You Are What You Eat: The Implications of Blockchain Technology

With increased emphasis being placed on identifying the source(s) of foodborne pathogens and subsequent efforts to eradicate or diminish their threat, perhaps no recent technological emergence is as great as the blockchain revolution. It is revolutionary because the word itself implies great change, and blockchain technology offers transparency for consumers and brings huge advantages for individuals within the supply chain. For food producers, attempts to tamper with a food item can be immediately identified and prevented before the food reaches its destination via the blockchain. For grocery retailers, if a potentially contaminated food product appears on their shelves, the stores can identify and remove on the offending “batch” items. Frequent batch recalls can be extremely costly to retailers. And for consumers, blockchain offers the reassurance that the food that they consume is exactly what the label says it is.Additionally, the blockchain can take “the power of information” out of huge corporate food producers and place it squarely into the hands of the individual consumer. By using a simple QR code and a smartphone, consumers can scan a package at the point of sale and receive an instant and complete history of the food item’s journey from farm to table without having to differentiate true from false claims of authenticity. As for potential foodborne pathogen outbreaks, imagine having the ability to detect the source of contamination within seconds rather than days or weeks.

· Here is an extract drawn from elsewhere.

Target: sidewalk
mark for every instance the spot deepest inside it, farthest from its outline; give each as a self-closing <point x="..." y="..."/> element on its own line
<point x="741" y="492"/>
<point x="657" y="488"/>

With the social, economic, and political impacts of foodborne illnesses in the US, it becomes almost effortless to realize how sustained research is essential to individuals. As consumers, awareness and proactivity regarding our food sources is equally essential, and being armed with information is critical. Here at MakeFoodSafe, we will keep you informed of relevant research in food safety for your and your family’s protection.